Now the biggest debate is out there is, is the 60-40 portfolio still valid or not? Basically what that is telling you is that it's not easy to mitigate risk. That's the biggest challenge for investors. When someone tells you, you can't mitigate risk, they’re basically telling you there's a chance you're going to make a mistake. Now, most mistakes in investment are recoverable over time, but some are not. What are non-recoverable mistakes? Capital impairments, bankruptcies, fundamental restructurings. So what I tell people is, don't think you have to go in cash completely. Don't think you have to abandon everything you've learned but take a bottom-up look at your portfolio and ask the following questions. Do you own names that are predominantly resilient? Do they have a strong balance sheet, agile means that they can respond to different global environments and have a certain amount of cognitive diversity - that you've seen them think outside the box.
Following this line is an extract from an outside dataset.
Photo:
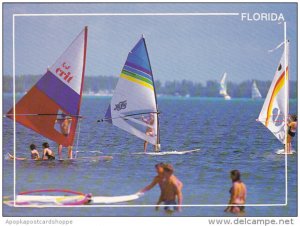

If you have at least two of these things, especially resilience and agility, then you can sleep well at night. Does it mean that you'll have no volatility? No, you would have it. But it means that whatever short term mistakes your portfolio ends up making, they will be recoverable over time.
Biggest Surprises in 2020
Silver: What surprised you most throughout this pandemic? Whether it's a social behavior or market behavior. What has just shocked you?
El-Erian: So what shocked me and what's not being talked about enough is what my dad used to call the upside of adversity, the silver linings. You know, we are going to come out damaged. Yes. But there's also a bunch of silver linings that if we can bottle them up, we are going to be better.
It starts on the medical side. We have seen an incredible amount of leapfrogging in medical innovation and invention. That's what happened when they threw aton of money at something, you end up getting a lot of positive side effects. So these innovations are going to help. We've seen so much collaboration among scientists. We've seen better public-private partnerships. We've seen better awareness of tail events. That's really important because there were people denying climate change. They thought at best, it's a very remote tail risk. Well, we've seen what a very remote tail risk looks like. So let's do something.
Finally we've seen amazing acts of kindness, we really have. We now respect much more on nurses, our doctors, our healthcare professionals, our first responders. If we can bottle all that up. So what has surprised me is all the silver linings and my great hope is that we can turn these silver linings into long-term benefits.